After getting home the fire would have been lit and my dad would be up. My sister would be getting ready to go to the Queen's Business College in Queen's Square. My brother, would be leaving the house on his way to Griffith's Brothers, the builders in Pool Street, where he was an apprentice carpenter. He'd be carrying his big brown carpenter's bag full of tools on his shoulder. His favourite remark to me was "I hope you have warmed the streets up for me?" To which I would reply "Good afternoon, shirker!"

But I was nearly always in too much of a rush to stop and talk. I had to have a wash, and change into my school uniform by ten minutes to nine. Dad would have boiled the big kettle on the grate for a cup of tea - and a bowl of steaming hot water for a good wash for me most mornings (no hot water taps in those days). He would also polish my shoes until I could see my face in them.

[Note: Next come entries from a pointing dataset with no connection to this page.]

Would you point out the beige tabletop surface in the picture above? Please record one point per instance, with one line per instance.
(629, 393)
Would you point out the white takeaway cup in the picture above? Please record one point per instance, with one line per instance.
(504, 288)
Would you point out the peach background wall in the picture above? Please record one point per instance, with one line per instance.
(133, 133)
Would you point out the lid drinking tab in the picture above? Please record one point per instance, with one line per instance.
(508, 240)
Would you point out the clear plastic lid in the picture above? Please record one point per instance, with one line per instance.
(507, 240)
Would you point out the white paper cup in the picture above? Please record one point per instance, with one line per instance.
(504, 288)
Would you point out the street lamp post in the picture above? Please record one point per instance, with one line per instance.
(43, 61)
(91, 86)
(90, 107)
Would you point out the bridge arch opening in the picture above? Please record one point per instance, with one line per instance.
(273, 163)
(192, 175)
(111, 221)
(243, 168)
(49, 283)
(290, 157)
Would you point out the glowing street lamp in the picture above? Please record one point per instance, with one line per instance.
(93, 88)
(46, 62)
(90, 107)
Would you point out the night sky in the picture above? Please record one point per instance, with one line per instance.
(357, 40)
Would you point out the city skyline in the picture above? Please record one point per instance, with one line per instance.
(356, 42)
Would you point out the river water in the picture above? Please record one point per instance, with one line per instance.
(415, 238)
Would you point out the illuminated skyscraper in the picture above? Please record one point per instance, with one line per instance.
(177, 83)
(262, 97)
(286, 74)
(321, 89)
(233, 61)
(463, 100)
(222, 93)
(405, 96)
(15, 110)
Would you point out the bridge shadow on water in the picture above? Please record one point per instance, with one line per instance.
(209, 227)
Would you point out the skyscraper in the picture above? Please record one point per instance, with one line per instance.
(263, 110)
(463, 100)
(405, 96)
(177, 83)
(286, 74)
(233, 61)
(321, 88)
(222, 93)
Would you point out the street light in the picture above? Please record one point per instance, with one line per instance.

I would dress - in a green blouse, red tie, navy pleated tunic, navy knitted cardigan, navy gaberdine mackintosh, navy woolen beret with red school badge on the front, navy knitted gloves, black shoes, white ankle socks in the summer or black knitted full length stockings in the winter - and look out if you were not in uniform when you turned up at school. I had my long hair done in two plaits and I loved to have the best ribbon I could find at the end of each plait, plus a curl - which I would get by wrapping the hair around a steel curler on the end of each plait. That was until the day I forgot to take the steel curlers out before getting to school. I not only got "bad marks" for lateness, but untidiness too that day. At Graiseley Girls Secondary School - if you got five bad marks or more, a month - you ended up having the cane in front of the whole school at assembly, and I already had four for lateness!